Alessandro Mendini, 1986

Sono attratto spesso da certe esperienza, lontane dalla mia, che partendo da basi differenti, ma con simile intensità, puntano su obiettivi diversi dai miei, altrettanto difficili. Specialmente mi incuriosisce (in modo morboso) l’attitudine di chi tende a costruire una visione organica e sintetica del “Progetto”, dalla quale derivare una completa articolazione architettonica del mondo: attitudine proprio opposta alla mia.
Davide Pizzigoni, che lavora nell’ambito di importanti maestri che non occorre citare, appartiene a questa scuola rassicurante.
Può la polverizzazione storica e stilistica della realtà, che io assumo come condizione, constatabile del progetto, essere considerata come un momentaneo caos da riassorbire nella durevolezza, nella tradizione, nell’eternità dell’ordine? Quella scuola, utopistica quanto quella cui appartengo io, risponde di sì, laddove io rispondo di no.

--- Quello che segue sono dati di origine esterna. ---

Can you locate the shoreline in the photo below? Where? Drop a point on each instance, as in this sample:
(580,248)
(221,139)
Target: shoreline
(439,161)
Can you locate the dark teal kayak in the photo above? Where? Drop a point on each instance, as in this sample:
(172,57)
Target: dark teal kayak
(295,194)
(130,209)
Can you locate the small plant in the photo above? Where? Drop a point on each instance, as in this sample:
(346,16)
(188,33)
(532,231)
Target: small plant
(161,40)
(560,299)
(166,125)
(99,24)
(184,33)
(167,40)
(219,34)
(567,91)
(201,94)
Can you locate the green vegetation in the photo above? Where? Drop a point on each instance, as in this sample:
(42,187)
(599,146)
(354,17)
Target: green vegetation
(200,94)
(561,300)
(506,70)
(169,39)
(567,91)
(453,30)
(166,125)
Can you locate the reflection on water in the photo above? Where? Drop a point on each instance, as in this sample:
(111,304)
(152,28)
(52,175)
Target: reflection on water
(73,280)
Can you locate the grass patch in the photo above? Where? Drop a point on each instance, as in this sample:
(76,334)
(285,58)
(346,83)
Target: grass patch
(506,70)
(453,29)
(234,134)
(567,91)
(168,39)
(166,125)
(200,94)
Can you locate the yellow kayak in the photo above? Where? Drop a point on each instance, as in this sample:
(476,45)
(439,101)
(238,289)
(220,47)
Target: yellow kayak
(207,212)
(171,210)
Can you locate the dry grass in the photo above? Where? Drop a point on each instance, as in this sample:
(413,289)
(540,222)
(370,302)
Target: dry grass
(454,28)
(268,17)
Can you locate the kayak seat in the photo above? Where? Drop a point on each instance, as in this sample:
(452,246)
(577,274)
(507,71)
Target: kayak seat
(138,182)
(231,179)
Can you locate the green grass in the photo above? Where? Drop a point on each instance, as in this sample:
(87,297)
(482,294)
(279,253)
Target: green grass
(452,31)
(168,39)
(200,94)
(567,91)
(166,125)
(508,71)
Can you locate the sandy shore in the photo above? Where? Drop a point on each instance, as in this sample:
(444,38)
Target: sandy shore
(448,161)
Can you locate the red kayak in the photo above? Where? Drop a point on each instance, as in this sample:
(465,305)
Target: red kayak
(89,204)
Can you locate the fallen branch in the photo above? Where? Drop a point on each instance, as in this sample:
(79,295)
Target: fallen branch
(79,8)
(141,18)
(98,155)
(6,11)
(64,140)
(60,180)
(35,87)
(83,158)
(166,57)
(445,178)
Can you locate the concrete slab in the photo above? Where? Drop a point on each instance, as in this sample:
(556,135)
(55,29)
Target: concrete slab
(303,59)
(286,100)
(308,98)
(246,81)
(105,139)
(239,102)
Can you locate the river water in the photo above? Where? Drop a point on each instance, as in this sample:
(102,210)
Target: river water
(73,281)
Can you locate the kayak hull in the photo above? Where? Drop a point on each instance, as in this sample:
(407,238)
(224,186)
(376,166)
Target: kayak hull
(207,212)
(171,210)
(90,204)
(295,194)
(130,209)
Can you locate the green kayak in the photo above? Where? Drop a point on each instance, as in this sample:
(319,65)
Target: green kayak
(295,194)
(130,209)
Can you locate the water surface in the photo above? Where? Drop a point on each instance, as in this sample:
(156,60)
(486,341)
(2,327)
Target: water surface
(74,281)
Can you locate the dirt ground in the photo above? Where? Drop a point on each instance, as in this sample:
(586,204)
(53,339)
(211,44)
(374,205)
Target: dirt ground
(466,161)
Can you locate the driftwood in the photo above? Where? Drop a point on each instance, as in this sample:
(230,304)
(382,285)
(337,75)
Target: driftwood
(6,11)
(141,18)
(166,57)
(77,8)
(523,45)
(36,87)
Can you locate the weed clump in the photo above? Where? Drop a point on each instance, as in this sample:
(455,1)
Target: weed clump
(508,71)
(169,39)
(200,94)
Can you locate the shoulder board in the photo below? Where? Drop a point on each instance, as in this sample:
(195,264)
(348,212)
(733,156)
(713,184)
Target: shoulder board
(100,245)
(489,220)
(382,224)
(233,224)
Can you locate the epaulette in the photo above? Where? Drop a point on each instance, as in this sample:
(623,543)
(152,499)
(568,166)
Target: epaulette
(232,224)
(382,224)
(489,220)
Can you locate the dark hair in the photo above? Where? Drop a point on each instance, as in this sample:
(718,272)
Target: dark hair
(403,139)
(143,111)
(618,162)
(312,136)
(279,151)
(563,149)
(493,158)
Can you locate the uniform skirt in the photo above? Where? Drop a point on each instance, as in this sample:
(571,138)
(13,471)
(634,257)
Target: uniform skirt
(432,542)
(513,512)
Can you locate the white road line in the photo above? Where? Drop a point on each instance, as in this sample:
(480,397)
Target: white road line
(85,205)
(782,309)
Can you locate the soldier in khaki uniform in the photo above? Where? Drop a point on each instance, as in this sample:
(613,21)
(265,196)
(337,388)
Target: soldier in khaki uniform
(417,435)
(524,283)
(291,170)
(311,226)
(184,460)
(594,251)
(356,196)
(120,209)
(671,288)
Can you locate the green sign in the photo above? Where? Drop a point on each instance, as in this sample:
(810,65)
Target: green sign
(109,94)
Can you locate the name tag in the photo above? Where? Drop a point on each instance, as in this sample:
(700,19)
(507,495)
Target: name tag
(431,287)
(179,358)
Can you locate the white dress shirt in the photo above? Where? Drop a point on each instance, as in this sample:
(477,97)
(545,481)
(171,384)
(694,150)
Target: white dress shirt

Invidio (e talvolta, come in questo caso, ammiro) chi ha tanto chiare idee di speranza, chi muove il suo pensiero dall’alto di una piramide, da un panorama che permette un orizzonte lontano, una veduta di sintesi che io non mi so concedere. La “Grande Muraglia” è il quadro su cui si imposta questa esposizione di Pizzigoni.
Si tratta di un acquerello-sintesi, lunghissimo e virtuosistico, sul quale si allineano, in un muro di città, le principali proto-tipologie dell’architettura: torrette, portali, finestrelle da difesa, colonne, nicchie...
Sviluppandone con senso trattatistico le varie componenti in disegni più piccoli, Pizzigoni decodifica la grande frase nelle sue componenti: ed ecco l’analisi formale, costitutiva, associativa, coloristica, la verifica compositiva della grande costruzione d’assieme. La grande muraglia è l’astratto, metafisico, classico, monumentale, immutabile, disabitato mondo-miraggio dell’assoluto nell’architettura, la rappresentazione totalizzante del territorio formalizzato. L’architettura “vera”, quella “davvero” costruibile, non è se non un gioco di particolari, di suoi pezzi staccati, resi volumetrici. Il disegno non è considerato come un mezzo tecnico atto a trasmettere solo i dati per la fabbricazione dell’opera, ma esso stesso è opera compiuta, pittura completa dalla quale estrarre quelle parti “da costruire”, che ne sono dei derivati, forse di valore minore. Un lavoro assieme delicato e forte, quello di Pizzigoni, il cui maggiore fascino, per me, è dato dal suo bisogno di immersione dentro agli elementi del fondamento poetico dell’architettura.